Let’s graph a transformation of the secant function; y equals -0.5 secant. X over 3 plus pi over 6. Let’s start by recalling the key points of secant. Secant has two vertical asymptotes at negative pi over 2 and pi over 2.

So at these points, secant is undefined. And then half way between a 0, secant is 1. A third away from negative pi over 2 to 0 negative pi over 3, secant is 2. And it’s the same at pi over 3 because secant is an even function.

So what’s our transformed graph going to look like? X over 3 plus pi over 6. Well let’s make the substitution u equals x over 3 plus pi over 6. If we do that, we can solve this for x. I subtract pi over 6 and then multiply everything by 3. I get 3u minus pi over 2 equals x. That means to get my x values all I have to do, is multiply my u values by 3 and subtract pi over 2. So multiply this by 3 and I get -3pi over 2, minus pi over 2 is -4 pi over 2, -2pi. Negative pi over 3 times 3 is negative pi, minus pi over 2 is -3pi over 2.

0 times 3 minus pi over 2, negative pi over 2. Pi over 3 times 3, pi, minus pi over 2, pi over 2. And then pi over 2 times 3 is 3pi over 2, minus pi over 2 is pi.

Now how do I get the y values? Well this is just secant u. It’s exactly the same as this. Only I have to multiply these values by -0.5. So undefined times -0.5, is still undefined here, and here and then 2 times -0.5 is -1. -1 and then 1 times -0.5 is -0.5. So this means I’m going to have vertical asymptotes so s equals -2pi and an x equals pi.

Let me plot those first. So here’s x equals -2pi, here’s x equals pi. And once you have 2 asymptotes graphed, you know that the asymptotes are going to be separated by 3pi, just like these are. And so if I go 3pi to the right I’ll get another asymptote, here at 4pi. If I go 3pi to the left, I’ll get another so I have 1 -5pi. And so on. Let me plot some points.

So we have these 3 points in the middle negative pi over 2, -0.5. Negative pi over 2 is right here between these two vertical asymptotes and I get -0.5 that’s right here. Then add -3pi over 2, I get -1. -3pi over 2 is 1 third the way from -2pi, to here at pi over 2 right here. I get -1 and then at pi over 2, I get -1. This is pi so that’s pi over 2 -1 again.
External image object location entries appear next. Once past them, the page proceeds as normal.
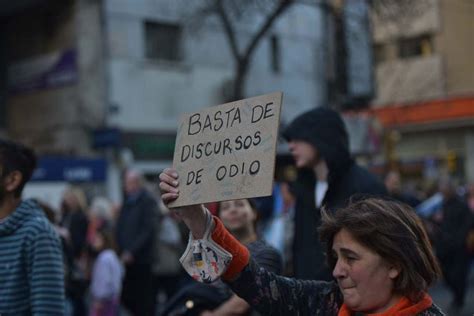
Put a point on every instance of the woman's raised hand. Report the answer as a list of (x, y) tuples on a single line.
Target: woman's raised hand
[(194, 216)]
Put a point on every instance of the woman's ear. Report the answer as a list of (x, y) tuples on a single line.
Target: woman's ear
[(393, 271)]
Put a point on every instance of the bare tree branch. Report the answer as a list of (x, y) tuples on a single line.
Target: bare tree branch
[(282, 6), (228, 29)]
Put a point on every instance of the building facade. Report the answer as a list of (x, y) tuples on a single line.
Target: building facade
[(425, 86)]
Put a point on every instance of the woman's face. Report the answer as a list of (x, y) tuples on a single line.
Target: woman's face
[(237, 214), (304, 154), (364, 278)]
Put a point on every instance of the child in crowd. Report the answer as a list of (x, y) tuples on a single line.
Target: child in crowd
[(107, 274)]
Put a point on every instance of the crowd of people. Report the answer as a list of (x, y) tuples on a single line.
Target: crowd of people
[(359, 243)]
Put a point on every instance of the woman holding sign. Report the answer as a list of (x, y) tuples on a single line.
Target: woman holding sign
[(379, 253)]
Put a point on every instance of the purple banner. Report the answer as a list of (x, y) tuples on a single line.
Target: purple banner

You will notice my first half period is upside down and that’s because of the vertical reflection. This -0.5 gives me a reflection across the x axis. Now once I have a half period graphed, I can get another half period by taking this flipping it across the x axis and shifting right half period.
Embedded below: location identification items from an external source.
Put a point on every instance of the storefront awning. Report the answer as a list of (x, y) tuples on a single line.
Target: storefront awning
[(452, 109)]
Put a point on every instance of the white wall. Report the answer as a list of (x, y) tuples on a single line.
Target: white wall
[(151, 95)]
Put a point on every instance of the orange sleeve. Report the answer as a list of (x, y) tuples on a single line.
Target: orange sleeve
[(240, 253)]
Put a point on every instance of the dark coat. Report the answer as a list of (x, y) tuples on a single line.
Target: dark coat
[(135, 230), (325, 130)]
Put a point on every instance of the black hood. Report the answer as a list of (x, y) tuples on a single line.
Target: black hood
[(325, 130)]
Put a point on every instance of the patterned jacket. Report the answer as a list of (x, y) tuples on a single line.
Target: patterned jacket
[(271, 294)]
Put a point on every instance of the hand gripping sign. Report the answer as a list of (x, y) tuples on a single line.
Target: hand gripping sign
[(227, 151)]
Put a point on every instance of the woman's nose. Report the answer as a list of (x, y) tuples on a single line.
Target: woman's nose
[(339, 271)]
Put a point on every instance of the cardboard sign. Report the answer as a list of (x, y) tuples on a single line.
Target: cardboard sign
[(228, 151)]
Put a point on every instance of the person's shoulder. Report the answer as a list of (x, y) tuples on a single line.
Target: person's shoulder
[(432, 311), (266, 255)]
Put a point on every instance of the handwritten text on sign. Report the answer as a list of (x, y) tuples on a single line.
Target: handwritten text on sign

Now in this case, it looks like the period is 6pi, so half a period is 3pi. So I take each of these points flip and shift 3pi. So -1/2 becomes positive a half then I shift 3pi to the right. Right there, this point -1 because +1. Shift to the right and I get this point here. And this point flipped up and shifted right here and so I get my second half period.
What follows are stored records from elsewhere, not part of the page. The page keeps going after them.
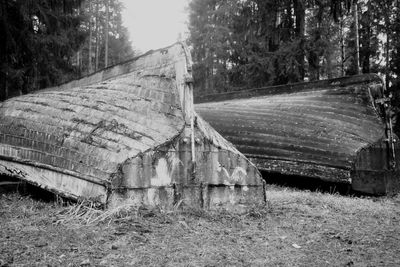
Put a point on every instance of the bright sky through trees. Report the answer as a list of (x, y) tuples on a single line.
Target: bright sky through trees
[(155, 24)]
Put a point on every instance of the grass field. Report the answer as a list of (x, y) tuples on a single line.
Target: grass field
[(294, 228)]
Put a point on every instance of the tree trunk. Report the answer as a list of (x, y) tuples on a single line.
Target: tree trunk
[(106, 34), (90, 67), (357, 37), (342, 51)]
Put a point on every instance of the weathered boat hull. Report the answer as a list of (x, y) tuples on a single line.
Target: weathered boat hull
[(335, 130), (127, 134)]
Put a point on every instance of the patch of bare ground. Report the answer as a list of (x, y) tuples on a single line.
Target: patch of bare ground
[(294, 228)]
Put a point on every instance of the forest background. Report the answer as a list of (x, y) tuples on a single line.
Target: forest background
[(236, 44)]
And once you have two half periods, you can extend this in both directions really easily using periodicity. So this u shape, if I shift it 2 up here to the left I get a point here, a point here another half period of my secant graph. That I can do it over here too. So I get this point shifted 3pi 6 pi to the right becomes this, this one becomes, this and I’ll just do half of the u shape. That looks like 1 and 3/4 periods of my secant graph. So just remember when you got a secant graph, drop graph 1 half period then flip it, shift it to the right, get another half period then use periodicity to fill out your graph to the left and right.